Il y a eu beaucoup de pires, mais une fois, je n’en croyais pas mes yeux. Dans une petite ville allemande, un dj qui fêtait son anniversaire et m’a fait venir pour ses dix potes ! Ca, à la limite, c’est pas très grave. Mais ce dj avait mixé avant moi, ils étaient huit sur la piste, et quand je suis arrivé, ils se sont cassés. Avant même que je puisse poser un track.
Comment as tu découvert la house ?
A Atlanta. J’étais étudiant, en 88. Atlanta est en quelquesorte la Mecque pour les étudiants afro américains. Alors t’avais des gars de Chicago qui descendaient des mix tapes, et ainsi de suite. A l’époque, c’était un truc très frais, très positif. Pas de drogues, pas de bagarres : c’était très tranquille.
Moi qui pensait que tu l’avais découvert dans un désert avec Dubtribe Sound System !
Non, ne compte pas sur moi pour aller dans le désert pour danser.
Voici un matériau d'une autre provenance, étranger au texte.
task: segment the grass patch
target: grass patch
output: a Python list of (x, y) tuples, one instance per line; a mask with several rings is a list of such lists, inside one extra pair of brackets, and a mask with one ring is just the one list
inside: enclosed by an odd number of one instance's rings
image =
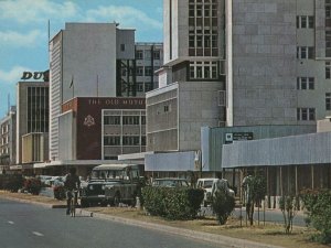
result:
[[(65, 204), (65, 201), (57, 201), (51, 197), (0, 191), (0, 197), (6, 196), (43, 202), (47, 204)], [(234, 217), (229, 217), (226, 225), (220, 226), (216, 218), (212, 216), (200, 216), (193, 220), (169, 220), (157, 216), (150, 216), (141, 209), (131, 207), (89, 207), (86, 208), (86, 211), (197, 231), (206, 231), (216, 235), (224, 235), (233, 238), (282, 246), (286, 248), (330, 248), (330, 246), (327, 245), (312, 242), (310, 237), (313, 234), (317, 234), (317, 231), (307, 227), (293, 226), (292, 233), (290, 235), (286, 235), (282, 225), (274, 223), (265, 223), (265, 225), (259, 223), (258, 225), (256, 222), (254, 223), (254, 226), (246, 226), (244, 220), (242, 220), (241, 225), (241, 219)]]

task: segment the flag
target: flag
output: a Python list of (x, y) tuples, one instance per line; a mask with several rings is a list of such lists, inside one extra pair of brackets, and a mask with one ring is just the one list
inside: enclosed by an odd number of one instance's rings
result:
[(72, 77), (72, 83), (70, 85), (70, 88), (72, 88), (74, 86), (74, 76)]

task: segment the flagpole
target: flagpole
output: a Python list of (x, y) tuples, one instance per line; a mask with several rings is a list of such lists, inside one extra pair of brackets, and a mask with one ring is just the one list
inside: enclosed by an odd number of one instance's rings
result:
[(97, 97), (99, 96), (99, 75), (97, 75)]

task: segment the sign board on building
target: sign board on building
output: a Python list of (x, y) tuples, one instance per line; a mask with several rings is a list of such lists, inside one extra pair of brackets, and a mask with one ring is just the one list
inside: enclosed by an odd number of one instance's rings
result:
[(253, 132), (226, 132), (225, 143), (232, 143), (233, 141), (253, 140)]

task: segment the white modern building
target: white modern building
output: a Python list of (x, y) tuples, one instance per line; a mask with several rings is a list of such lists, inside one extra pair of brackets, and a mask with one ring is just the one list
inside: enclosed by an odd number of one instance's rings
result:
[[(77, 121), (82, 112), (88, 114), (89, 120), (92, 120), (90, 117), (99, 116), (102, 111), (105, 115), (115, 115), (110, 114), (109, 104), (105, 104), (106, 101), (111, 101), (111, 108), (117, 111), (121, 111), (121, 107), (125, 111), (129, 111), (127, 105), (119, 106), (114, 103), (127, 101), (127, 98), (141, 101), (146, 91), (158, 87), (158, 77), (153, 74), (153, 71), (160, 68), (162, 60), (162, 43), (136, 44), (134, 29), (119, 29), (118, 23), (66, 23), (65, 29), (60, 31), (50, 42), (51, 162), (66, 160), (71, 161), (66, 162), (68, 165), (76, 163), (75, 160), (90, 160), (84, 159), (84, 155), (77, 155), (74, 150), (71, 154), (67, 153), (68, 150), (64, 151), (63, 148), (67, 145), (66, 143), (61, 144), (61, 142), (70, 139), (71, 142), (74, 142), (72, 145), (72, 149), (74, 149), (81, 145), (78, 140), (86, 134), (81, 132), (79, 129), (65, 129), (65, 123), (71, 120), (71, 126), (81, 127), (82, 123)], [(77, 112), (77, 109), (82, 109), (81, 106), (67, 107), (78, 103), (79, 99), (83, 101), (83, 98), (88, 98), (92, 103), (90, 106), (95, 105), (94, 109), (97, 110), (94, 112), (92, 109), (85, 109)], [(108, 100), (105, 100), (105, 98)], [(103, 105), (98, 105), (98, 103), (103, 103)], [(71, 109), (73, 110), (70, 114)], [(132, 112), (136, 109), (137, 107), (134, 106)], [(143, 130), (139, 129), (139, 145), (143, 143), (143, 148), (137, 151), (134, 149), (136, 152), (145, 151), (146, 147), (145, 99), (143, 106), (139, 106), (140, 110), (143, 114), (138, 112), (139, 123), (141, 123), (140, 116), (143, 116)], [(132, 115), (137, 116), (137, 112)], [(68, 116), (71, 117), (68, 118)], [(121, 114), (119, 116), (119, 119), (126, 119), (126, 117), (121, 118)], [(118, 118), (118, 116), (115, 118)], [(100, 120), (95, 119), (95, 121)], [(102, 123), (97, 122), (96, 126), (102, 127)], [(115, 129), (118, 130), (118, 127)], [(125, 130), (126, 132), (122, 133), (125, 137), (138, 131), (128, 131), (127, 128)], [(102, 143), (105, 139), (102, 137), (102, 129), (95, 134), (96, 137), (98, 137), (98, 140), (95, 141), (96, 143), (86, 145), (94, 145), (98, 150), (93, 149), (92, 154), (87, 157), (99, 163), (109, 158), (115, 159), (117, 154), (128, 152), (122, 152), (126, 149), (119, 149), (121, 152), (116, 153), (114, 148), (103, 148)], [(131, 138), (129, 140), (128, 142), (131, 142)], [(135, 138), (135, 145), (137, 145), (136, 140), (137, 138)], [(118, 138), (115, 141), (116, 145), (122, 144), (118, 143)], [(127, 142), (127, 140), (120, 142)]]

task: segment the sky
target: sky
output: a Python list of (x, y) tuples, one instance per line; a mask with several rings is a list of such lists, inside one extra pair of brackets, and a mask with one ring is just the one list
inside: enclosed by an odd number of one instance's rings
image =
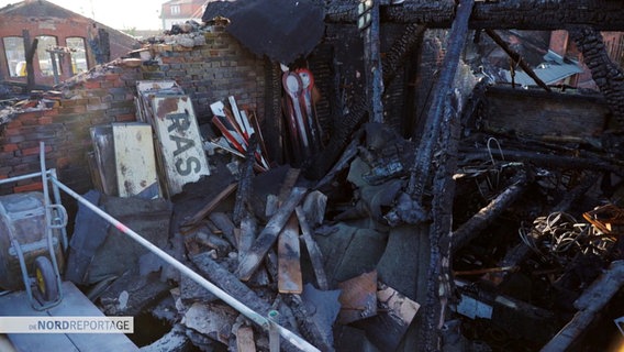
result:
[[(115, 30), (159, 30), (166, 0), (47, 0)], [(0, 0), (0, 8), (19, 0)]]

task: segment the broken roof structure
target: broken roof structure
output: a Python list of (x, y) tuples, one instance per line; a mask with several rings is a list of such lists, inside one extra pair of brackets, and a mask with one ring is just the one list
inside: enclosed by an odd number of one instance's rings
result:
[(30, 89), (49, 88), (138, 47), (132, 36), (45, 0), (5, 6), (0, 19), (0, 77)]
[[(303, 28), (276, 7), (211, 2), (211, 25), (0, 116), (0, 191), (40, 190), (4, 179), (41, 158), (70, 195), (65, 285), (166, 321), (146, 350), (619, 340), (624, 75), (600, 31), (624, 30), (624, 4), (301, 2)], [(267, 8), (283, 15), (241, 31)], [(600, 91), (551, 85), (506, 29), (565, 29)], [(533, 82), (471, 66), (477, 33)]]

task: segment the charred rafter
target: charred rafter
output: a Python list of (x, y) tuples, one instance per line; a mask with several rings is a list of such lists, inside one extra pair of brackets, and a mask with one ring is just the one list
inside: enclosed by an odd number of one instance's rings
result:
[[(381, 7), (381, 21), (420, 23), (428, 28), (450, 28), (455, 1), (405, 1)], [(331, 2), (326, 22), (355, 23), (356, 4)], [(613, 0), (499, 0), (475, 4), (470, 29), (562, 30), (573, 25), (591, 25), (600, 31), (624, 30), (624, 3)]]

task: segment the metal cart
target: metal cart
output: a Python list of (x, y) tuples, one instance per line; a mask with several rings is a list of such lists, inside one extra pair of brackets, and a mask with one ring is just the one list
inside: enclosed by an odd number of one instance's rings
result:
[(51, 202), (48, 176), (56, 177), (56, 172), (45, 168), (43, 148), (42, 144), (40, 173), (0, 179), (7, 184), (42, 178), (43, 194), (0, 197), (0, 287), (24, 288), (36, 310), (52, 308), (63, 299), (59, 264), (67, 250), (67, 211), (55, 185), (55, 201)]

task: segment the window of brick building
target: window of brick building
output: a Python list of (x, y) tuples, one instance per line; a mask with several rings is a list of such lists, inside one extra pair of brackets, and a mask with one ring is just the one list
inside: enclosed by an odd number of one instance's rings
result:
[(78, 75), (87, 72), (89, 65), (87, 64), (87, 48), (85, 46), (85, 38), (73, 36), (65, 40), (67, 47), (70, 50), (71, 55), (71, 74)]
[[(37, 58), (40, 63), (41, 74), (42, 76), (53, 76), (54, 69), (53, 69), (52, 56), (51, 53), (48, 53), (47, 51), (54, 50), (55, 47), (58, 46), (56, 42), (56, 36), (40, 35), (37, 36), (37, 40), (38, 40)], [(56, 62), (56, 69), (58, 74), (60, 74), (62, 73), (60, 62), (58, 61), (58, 57), (56, 55), (54, 58)]]
[(26, 76), (26, 55), (24, 38), (21, 36), (7, 36), (2, 38), (4, 44), (4, 57), (10, 77)]

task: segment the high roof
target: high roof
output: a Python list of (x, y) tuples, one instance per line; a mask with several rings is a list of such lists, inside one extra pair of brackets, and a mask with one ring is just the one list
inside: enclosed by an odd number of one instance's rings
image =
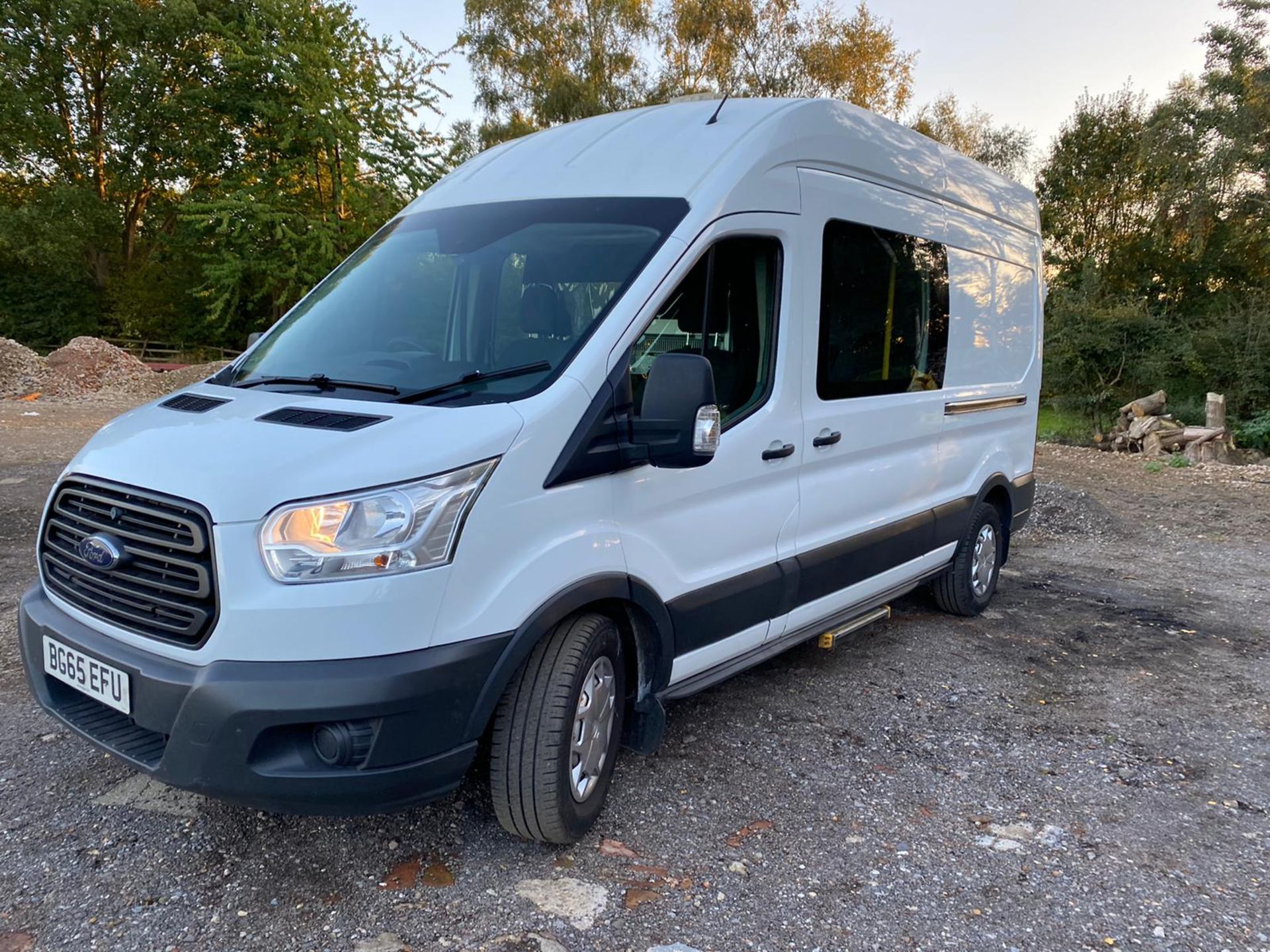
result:
[(798, 168), (902, 188), (1039, 230), (1016, 182), (880, 116), (833, 99), (693, 100), (597, 116), (481, 152), (411, 206), (665, 195), (715, 217), (800, 211)]

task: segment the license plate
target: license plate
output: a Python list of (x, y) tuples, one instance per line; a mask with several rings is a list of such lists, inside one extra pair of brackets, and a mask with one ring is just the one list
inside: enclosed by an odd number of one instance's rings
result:
[(47, 635), (44, 636), (44, 673), (83, 691), (116, 711), (132, 713), (127, 674), (118, 668), (102, 664), (95, 658), (80, 654), (72, 647), (66, 647)]

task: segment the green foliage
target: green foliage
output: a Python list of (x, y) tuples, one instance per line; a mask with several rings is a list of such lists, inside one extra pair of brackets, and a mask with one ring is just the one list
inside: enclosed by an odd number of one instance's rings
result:
[(444, 69), (307, 0), (0, 14), (0, 334), (241, 345), (433, 182)]
[(1093, 421), (1158, 387), (1270, 406), (1270, 3), (1222, 6), (1198, 79), (1083, 96), (1038, 175), (1045, 385)]
[(916, 55), (864, 3), (843, 15), (798, 0), (668, 0), (655, 22), (655, 98), (833, 96), (898, 118), (912, 96)]
[(1270, 410), (1234, 425), (1234, 439), (1240, 446), (1270, 453)]
[(649, 0), (466, 0), (465, 14), (486, 146), (644, 99)]
[(1036, 416), (1036, 439), (1041, 443), (1087, 446), (1092, 435), (1090, 421), (1085, 416), (1053, 404), (1041, 405)]
[(466, 0), (461, 37), (489, 146), (676, 95), (836, 96), (907, 108), (914, 53), (860, 3)]
[(1106, 293), (1097, 270), (1055, 286), (1045, 303), (1045, 388), (1058, 407), (1101, 432), (1121, 395), (1149, 392), (1161, 372), (1139, 360), (1138, 341), (1168, 335), (1140, 300)]
[(956, 95), (946, 93), (923, 105), (912, 126), (923, 136), (996, 169), (1011, 179), (1027, 174), (1033, 136), (1017, 126), (998, 126), (979, 108), (963, 110)]

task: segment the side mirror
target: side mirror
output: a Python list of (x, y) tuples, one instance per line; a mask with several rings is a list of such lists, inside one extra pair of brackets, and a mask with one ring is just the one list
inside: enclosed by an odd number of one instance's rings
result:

J’ai été à des raves en arrivant à SF, et je respecte ce que fait Dubtribe mais ce n’est certainement pas comme ça que j’ai découvert la house.
Un autre truc m’a frappé quand j’ai visité le coin, c’est le nombre de filles dans vos soirées. Comment les faites vous venir ?
Rien de particulier, je pense qu’elles apprécient la musique, c’est tout. C’est dur comme question, ça.
Le son de SF : mythe ou réalité alors ?
Je ne sais pas si on peut définir comme ça le son de San Fransisco, ce serait nier la diversité qui existe pourtant. Chacun a plutôt son identité. Joshua a un son à lui par exemple, c’est indéniable. Après, je ne sais pas trop. Je crois qu’on sait juste comment faire la fête là bas, tout simplement.